A provision in the Act that established those patient rights prohibits “information blocking.” Information blocking is any action that interferes with a patient’s ability to access, exchange, or use their own health information.

A clinician or organization that restricts a patient’s access to their own information is considered an “information blocker” and can be fined up to $1 million per violation.

This definition has created an issue for patients and providers.

“It really puts providers in a bind because they want to make sure that patients get the information they need in the proper context, in the most compassionate way possible, but if they do that by waiting to release test results until they can speak with their patient, the way the regulations are structured, they’re looking at really high fines,” said Darryl Drevna, senior director of regulatory affairs at the American Medical Group Association (AMGA).

The policy solution

The 21^st Century Cures Act tried to anticipate potential harm and includes exceptions to prevent it. The Act allows information blocking only if a piece of information or test result could cause physical harm to a patient.

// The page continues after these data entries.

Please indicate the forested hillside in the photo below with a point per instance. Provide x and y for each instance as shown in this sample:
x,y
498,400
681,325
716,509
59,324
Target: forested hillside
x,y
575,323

However, the current, narrow definition does not include emotional and mental harm.

During its recent panel discussion with lawmakers, the Center proposed a solution that would expand the definition of “preventing harm” under information blocking exceptions to explicitly include emotional and psychological harm. This small tweak to current federal policy could vastly improve outcomes. It would allow a 72-hour delay for the electronic release of targeted test results and give clinicians time to talk with their patients and deliver challenging results with context and compassion.

“That’s the fix. Give clinicians the flexibility … to delay that result just a little while so that patients can receive it in a way that they can understand and that they can process that keeps the humanity in healthcare,” said David Tyson.

State solution

States are also taking action to prevent patient harm. In 2025, Texas passed legislation to create an exception to the federal rule, allowing a 72-hour delay for certain results delivered via electronic health records (EHRs) or patient portals, to give clinicians time to communicate with patients first.

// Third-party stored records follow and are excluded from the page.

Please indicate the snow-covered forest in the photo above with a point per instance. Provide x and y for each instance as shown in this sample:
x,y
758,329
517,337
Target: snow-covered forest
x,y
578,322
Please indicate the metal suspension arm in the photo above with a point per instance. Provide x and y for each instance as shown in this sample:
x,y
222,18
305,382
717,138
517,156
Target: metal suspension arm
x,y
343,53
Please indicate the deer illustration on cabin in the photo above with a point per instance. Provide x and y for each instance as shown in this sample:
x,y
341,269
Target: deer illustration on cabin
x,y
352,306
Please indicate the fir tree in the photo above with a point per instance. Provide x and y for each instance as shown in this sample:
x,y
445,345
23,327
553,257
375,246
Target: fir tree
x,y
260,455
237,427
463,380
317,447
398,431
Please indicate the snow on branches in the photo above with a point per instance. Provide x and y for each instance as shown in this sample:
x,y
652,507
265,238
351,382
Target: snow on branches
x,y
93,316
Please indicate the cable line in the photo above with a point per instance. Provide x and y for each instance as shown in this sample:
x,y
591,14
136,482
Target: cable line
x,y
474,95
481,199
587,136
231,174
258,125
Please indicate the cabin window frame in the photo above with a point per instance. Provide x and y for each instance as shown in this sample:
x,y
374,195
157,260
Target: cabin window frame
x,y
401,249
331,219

The Texas exceptions only apply to specific results:

• Pathology or radiology reports with a reasonable likelihood of showing malignancy, or
• Test results that may reveal a genetic marker.

The Texas law does not prevent clinicians from sharing sensitive results immediately by direct phone calls, in-person conversations, or video or telehealth interactions. It simply delays the unaccompanied electronic release of the results.

“We talked to our colleagues in Texas about this issue and it was largely positive. The General Assembly there acted quickly and enthusiastically to correct this,” said Elizabeth Outten, lead for the Novant Health Center for Public Policy Solutions. “So, there is model legislation out there from a state, if state lawmakers choose to engage on this issue.”

A solution that improves health

A key to successful patient care is trust built with clinicians over time. When patients receive test results before their clinician has the opportunity to pick up the phone and put those results into context, talk through next steps, discuss a care plan, and importantly, show they care and are concerned about the patient’s wellbeing, it can harm the clinician-patient relationship.

Making this policy change would help protect patients, preserve their rights, and avoid damaging the clinician-patient relationship, ultimately leading to better health outcomes.

“I do believe that the ultimate outcome is not a delay in good care,” said Dr. Connelly. “It is actually improving the care that is given and allowing us the best opportunity for the best outcome, even in the face of bad news.”